We build web app prototypes in Webflow or Figma depending on the level of fidelity you need. Webflow prototypes are fully interactive in the browser and can demonstrate real user flows without writing a line of backend code. Figma prototypes are faster to produce and ideal for early-stage validation and investor decks.
Either way, the goal is the same: give you something real to test so you build the right product the first time.
Part of our Websites service. See also: Web App Design.
A prototype is an interactive version of your design that simulates how the final product will behave without requiring the full development build. Users can click through flows, submit forms, navigate between screens, and experience the interaction design in a way that static mockups do not allow. Prototypes are used to validate design decisions with real users before development starts, present to stakeholders or investors in a format they can interact with, and surface usability problems when fixing them is still cheap. Skipping prototyping usually means those problems get discovered in development or, worse, after launch.
Webflow prototypes are interactive in the browser: real clicks, real navigation, real animations. They are ideal when you need stakeholders or test users to experience the product close to how it will actually behave, when your interactions are complex enough that static screens do not communicate them, or when you want an investor-facing demo that can be shared via URL without any special software. Figma prototypes are faster to produce and easier to iterate on, which makes them better for early-stage exploration and internal alignment before investing in a higher-fidelity build.
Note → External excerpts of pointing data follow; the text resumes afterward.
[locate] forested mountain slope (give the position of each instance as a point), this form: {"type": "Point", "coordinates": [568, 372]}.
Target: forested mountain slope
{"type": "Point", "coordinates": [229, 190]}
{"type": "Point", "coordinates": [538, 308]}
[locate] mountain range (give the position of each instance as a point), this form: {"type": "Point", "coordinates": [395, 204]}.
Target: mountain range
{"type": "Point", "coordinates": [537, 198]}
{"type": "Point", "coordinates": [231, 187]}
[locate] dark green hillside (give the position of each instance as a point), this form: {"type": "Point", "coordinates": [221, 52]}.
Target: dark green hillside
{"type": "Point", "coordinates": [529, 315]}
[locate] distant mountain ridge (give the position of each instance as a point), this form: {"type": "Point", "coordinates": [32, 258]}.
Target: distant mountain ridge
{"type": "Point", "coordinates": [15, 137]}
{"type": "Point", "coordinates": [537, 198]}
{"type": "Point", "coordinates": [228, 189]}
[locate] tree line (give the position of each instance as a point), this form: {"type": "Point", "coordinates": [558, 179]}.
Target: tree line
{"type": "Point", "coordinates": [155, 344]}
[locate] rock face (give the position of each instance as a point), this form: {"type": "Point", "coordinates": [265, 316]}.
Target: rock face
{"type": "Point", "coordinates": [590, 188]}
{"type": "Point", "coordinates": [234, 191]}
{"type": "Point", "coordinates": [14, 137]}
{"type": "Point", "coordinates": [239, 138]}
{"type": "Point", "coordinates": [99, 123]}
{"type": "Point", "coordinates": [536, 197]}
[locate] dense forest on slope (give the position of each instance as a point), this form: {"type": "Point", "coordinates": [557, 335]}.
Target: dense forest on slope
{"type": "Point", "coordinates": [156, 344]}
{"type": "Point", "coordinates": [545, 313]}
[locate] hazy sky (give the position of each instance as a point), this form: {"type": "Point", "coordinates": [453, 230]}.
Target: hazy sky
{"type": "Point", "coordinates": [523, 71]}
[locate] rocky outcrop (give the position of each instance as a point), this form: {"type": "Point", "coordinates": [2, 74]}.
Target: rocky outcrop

A good prototype for investor or stakeholder presentations covers three things: the core user flow that demonstrates the primary value proposition, enough visual polish to communicate what the finished product will feel like, and enough interactivity to let the viewer experience the product rather than just looking at screenshots. You do not need to prototype every edge case or error state. Focus the prototype on the three to five most important flows rather than trying to build an exhaustive simulation of every screen.